Google Breaks Down
Editor Deb Donston has done an eye opening editorial in the May 18th 2009 issue of eWeek –” Oh my gosh can we really afford to go to Cloud Computing if even Google can go out for a portion of the day ???’. First there is utter disbelief – this must be the network or some other software. Then there is the confirmation that indeed, it is Google. And then there is the inevitable conclusion. If Google, the Masters of the Cloud, the Wizards of the Super Data Centers Worldwide – if they are vulnerable to outages what hope is there for the Salesforce.coms or Zohos or Amazons of the Cloud world to deliver and maintain uninterrupted service? In short, if Google is vulnerable then when will the whole edifice of Cloud Computing be declared risky and subject to Black Swan events and therefore capable of falling like a House of Cards as did the Wall Street Masters of the Financial Universe, whose spasms of internecine greed brought about the near collapse of Financial Markets throughout all of 2008 in ugly slow motion. Is Google’s more frequent and more widespread outages indicative of the inherent risks in Cloud Computing? Yes, but not just because of Google or any other Cloud Computing provider.

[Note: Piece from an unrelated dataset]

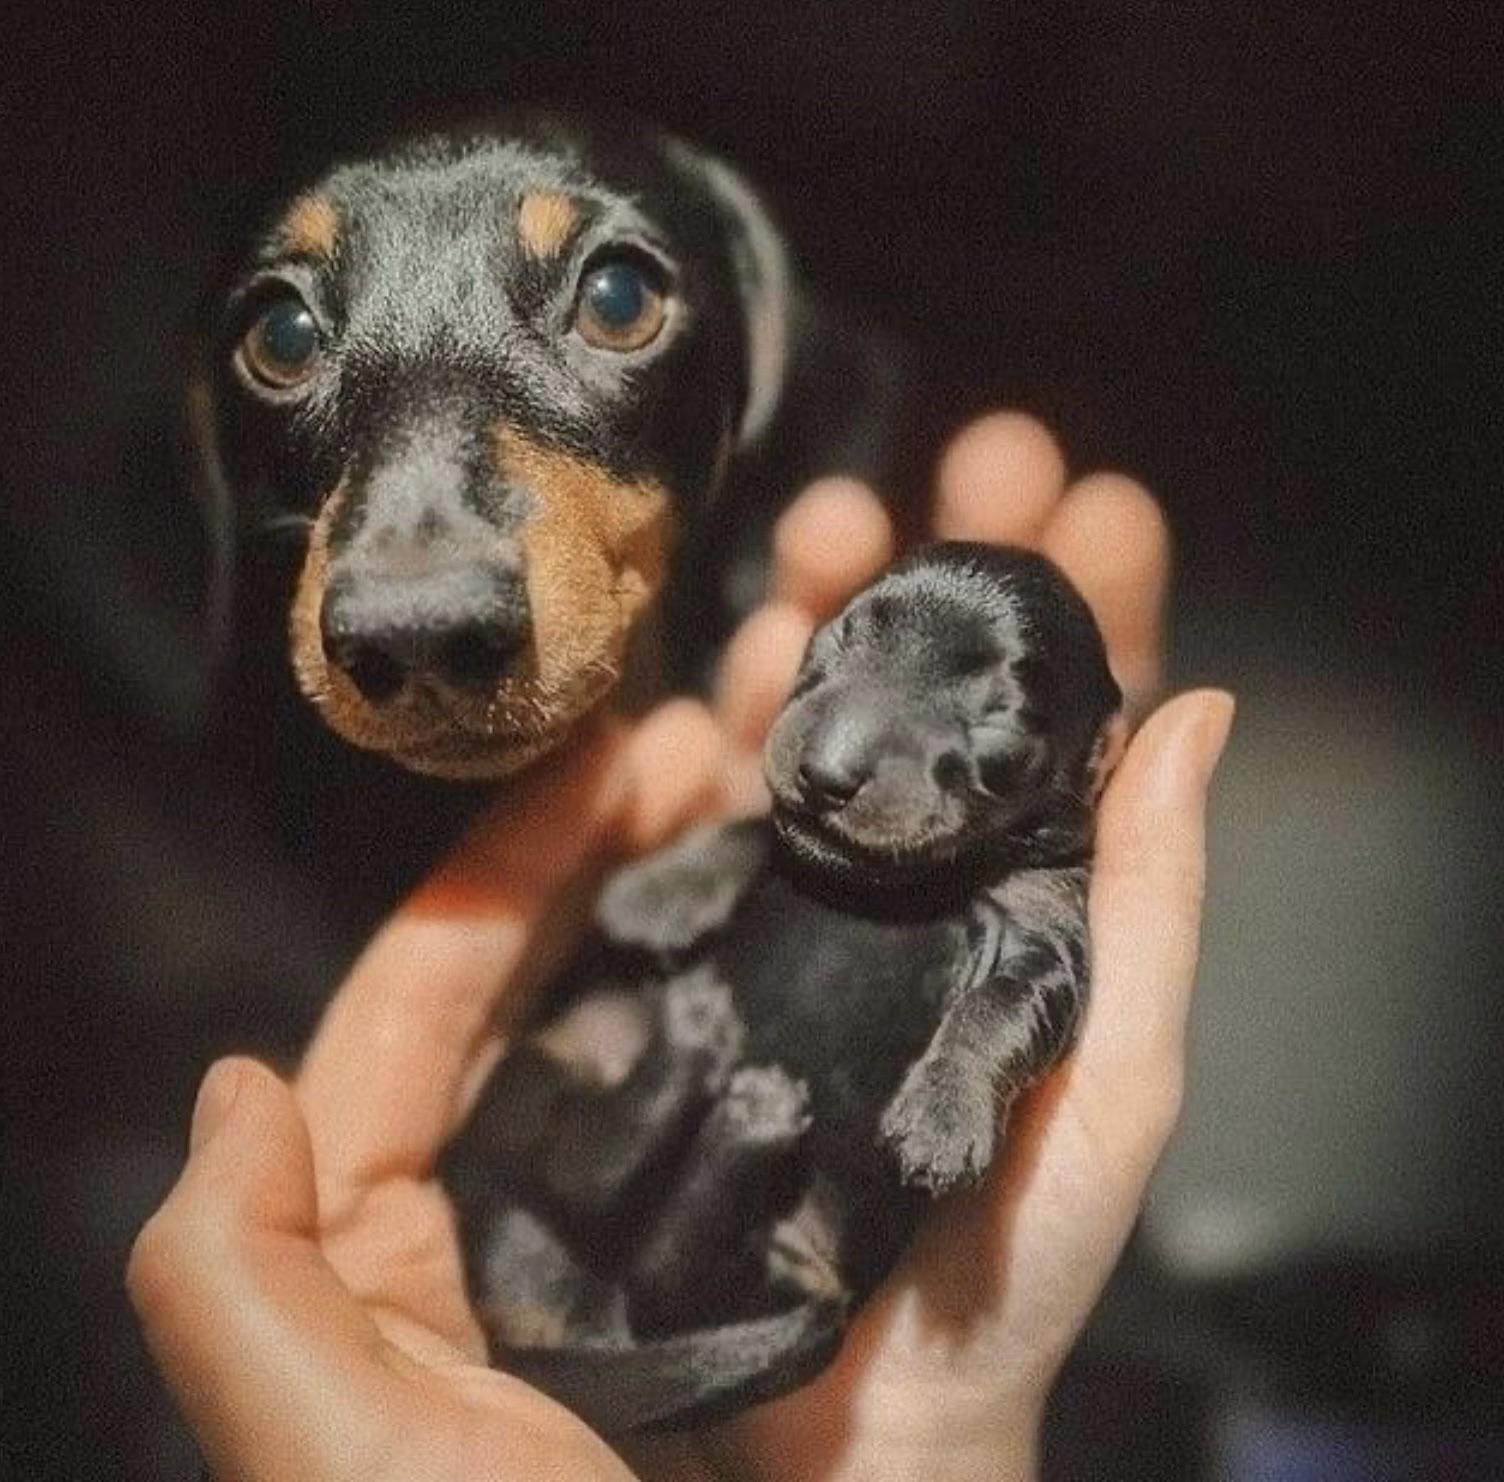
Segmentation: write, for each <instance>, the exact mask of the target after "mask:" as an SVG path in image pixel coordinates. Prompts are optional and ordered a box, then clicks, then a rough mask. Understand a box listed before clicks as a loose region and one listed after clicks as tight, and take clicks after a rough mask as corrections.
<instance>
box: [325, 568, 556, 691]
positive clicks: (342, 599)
mask: <svg viewBox="0 0 1504 1482" xmlns="http://www.w3.org/2000/svg"><path fill="white" fill-rule="evenodd" d="M319 626H320V630H322V635H323V651H325V654H326V657H328V661H329V664H331V665H334V667H335V668H338V670H341V671H343V673H344V676H346V679H349V682H350V683H352V685H353V686H355V688H356V689H358V691H359V692H361V695H364V697H365V700H368V701H370V703H371V704H381V703H382V701H387V700H393V698H394V697H396V695H399V694H400V692H402V691H403V689H405V688H406V686H408V683H409V682H411V680H414V679H420V677H421V679H429V680H433V682H438V683H439V685H444V686H447V688H450V689H457V691H468V692H477V691H480V692H484V691H489V689H492V688H495V685H496V683H498V682H499V680H501V677H502V674H505V671H507V668H508V665H510V664H511V662H513V659H516V656H517V654H519V653H520V651H522V650H523V648H525V647H526V645H528V641H529V638H531V636H532V626H531V620H529V615H528V603H526V594H525V591H523V590H522V582H520V578H519V576H516V575H514V573H511V572H505V570H498V569H495V567H490V566H466V567H457V569H445V570H436V572H424V573H421V575H412V576H397V575H390V573H381V575H361V573H353V572H352V573H346V575H343V576H338V578H335V579H334V581H331V582H329V587H328V590H326V591H325V594H323V606H322V609H320V614H319Z"/></svg>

The problem is three sources of Risk for the Cloud – 1)Internal Provider Risk where their systems fail because of failures to scale, Black Swan catastrophic internal events including marginal programmatic bugs, and uncontrolled change events; 2)External Natural Risk where systems fail due to natural calamities such as earthquakes, floods, tornadoes, hurricanes, ice storms, solar flares and other massive climate, astronomic, or geologic occurrences wiping out key Cloud Nodes; and 3)External Perverse Risk where agents unleash fire, water, bombs, programmatic worms, denial of service attacks, and other deliberate destructive vectors on key facilities or systems that support Cloud Operations and Services. Because Cloud Systems are distributed over so many network links, data nodes, and processing points, their Vulnerability Profile and MTTR-Mean Time To Repair are subject to possible extreme compromise.

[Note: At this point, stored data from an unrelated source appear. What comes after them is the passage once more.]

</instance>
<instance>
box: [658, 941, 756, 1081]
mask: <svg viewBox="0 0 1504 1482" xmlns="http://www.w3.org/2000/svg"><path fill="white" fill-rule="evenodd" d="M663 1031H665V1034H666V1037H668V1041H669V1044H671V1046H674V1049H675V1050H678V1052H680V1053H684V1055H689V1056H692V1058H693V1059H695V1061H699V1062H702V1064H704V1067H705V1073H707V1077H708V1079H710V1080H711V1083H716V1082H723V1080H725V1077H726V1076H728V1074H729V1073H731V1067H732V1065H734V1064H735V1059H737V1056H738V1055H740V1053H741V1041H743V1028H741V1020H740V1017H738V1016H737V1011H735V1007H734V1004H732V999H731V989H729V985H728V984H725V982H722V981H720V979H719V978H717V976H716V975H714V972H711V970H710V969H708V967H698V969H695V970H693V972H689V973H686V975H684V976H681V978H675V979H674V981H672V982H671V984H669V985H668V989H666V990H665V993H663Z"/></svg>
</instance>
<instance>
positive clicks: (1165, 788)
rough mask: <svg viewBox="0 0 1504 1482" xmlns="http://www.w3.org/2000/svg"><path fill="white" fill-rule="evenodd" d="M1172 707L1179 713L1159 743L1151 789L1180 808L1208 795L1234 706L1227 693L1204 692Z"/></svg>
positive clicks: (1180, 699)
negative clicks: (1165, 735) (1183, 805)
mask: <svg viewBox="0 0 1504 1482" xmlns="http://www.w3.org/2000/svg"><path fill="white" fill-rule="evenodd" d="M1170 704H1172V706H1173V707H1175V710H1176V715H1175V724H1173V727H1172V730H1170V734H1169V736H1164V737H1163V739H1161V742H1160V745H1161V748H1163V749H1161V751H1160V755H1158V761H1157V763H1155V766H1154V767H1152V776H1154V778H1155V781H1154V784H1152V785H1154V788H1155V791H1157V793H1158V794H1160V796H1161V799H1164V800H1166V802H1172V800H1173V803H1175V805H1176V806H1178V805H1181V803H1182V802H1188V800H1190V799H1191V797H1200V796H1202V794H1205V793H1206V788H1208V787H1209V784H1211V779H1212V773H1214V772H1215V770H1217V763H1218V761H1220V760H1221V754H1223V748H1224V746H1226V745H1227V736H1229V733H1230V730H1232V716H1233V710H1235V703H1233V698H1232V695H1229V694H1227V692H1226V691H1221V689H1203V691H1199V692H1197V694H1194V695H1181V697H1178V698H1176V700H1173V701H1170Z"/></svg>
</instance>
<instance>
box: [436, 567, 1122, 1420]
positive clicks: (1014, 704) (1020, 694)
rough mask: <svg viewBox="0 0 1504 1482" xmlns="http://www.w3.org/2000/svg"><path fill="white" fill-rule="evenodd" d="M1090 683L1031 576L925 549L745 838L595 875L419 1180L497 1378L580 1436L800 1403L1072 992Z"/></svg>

This is somewhat comparable to my backup system. I currently backup 3 systems to the same hard drive. I know that 3 systems depend on the MTBF-Mean Time Between Failures of a SATA hard drive whose MTBF is 100K. Once a month I back up the back-up drive to a second drive. So my average exposure is half a months work. What I really should be doing is backing up to a RAID drive system which in turn is backed up to a second raid drive. This would considerably reduce my risk of loss exposure. But time, cost, and other factors have prevented that from happening. But my Risk Reduction scheme is trivial in comparison to the Cloud.
Backup in the Cloud
Remember the vaunted strength of the Cloud is that the network constantly adapts to outages; but that strength is also a vulnerability particularly to specific systems. For example, say 75% of the systems affected by a Cloud Outage are able to re-route themselves around an outage within milliseconds; another 8% within seconds, another 7% within minutes but the remaining 10% are spread out over hours to days of downtime. If yours is one of the last ten percent, your operations are in for lots of workaround pain depending on what Cloud Backup has been provided. But that very Cloud Backup is subject to its own complicated risks. Cloud Backup is not as simple as my or your personal back-up situations.
The Cloud is constantly changing – new nodes and links come online, change capacity, and disappear. This means that critical resource that your Cloud Backup System may be depending on constantly change in 2 ways: The reources that your systems use that have to be backed up, they change; and the resources that the Cloud Backup System itself uses are also subject to change. This increases the Vulnerability Profile for Cloud System Backup and Recovery. In essence Wall Street’s Financial Fiasco is most instructive. In effect, our financial system was depending on complex financial instruments and derivatives values in $10’s of trillions of dollars which in many cases were not stress tested at all for unlikely but still possible events and occurences and b) were hard to understand and value but by a very few – and even among these elites there may not be total agreement. Hence the Financial Meltdown aided and abated by a liberal seasoning of greed. The Cloud Computing equivalent would likely be less pervasive, but for the 10% of victims of a massive Cloud outage, the repercussions could be just ast catastrophic.
Offline as Backup
However, Cloud Computing has another potential backup provision. The enabling of online/offline operations for online systems. Think in terms of Google Gears, Adobe Air, Lotus Notes and other systems that are able to enable systems to run both online and offline with the same basic functionality and features. This has the advanatge that when users cannot connect to the net or locally, they still can be productive and then reconcile to the other system when athe connection is remade. At this time the data is resynched between the two systems and there are some classic refresh/reconcilaition algorithms being supplemented by new Operational Tranformation methods (see Google’s Wave for example). So the opportunity to provide RAID-like backup for systems will be available to Cloud Providers and Users. The one problem is that adoption and refinement of Google Gears, Adobe Air, Lotus Notes and other synchronizing systems has been mixed at best. Perhaps, the Deb Donston Google Outage event will direct more attention to both Cloud Back up mechanisms.As an avowed desktop user I look forward to the full flourishing of online plus offline mode of operations for more systems.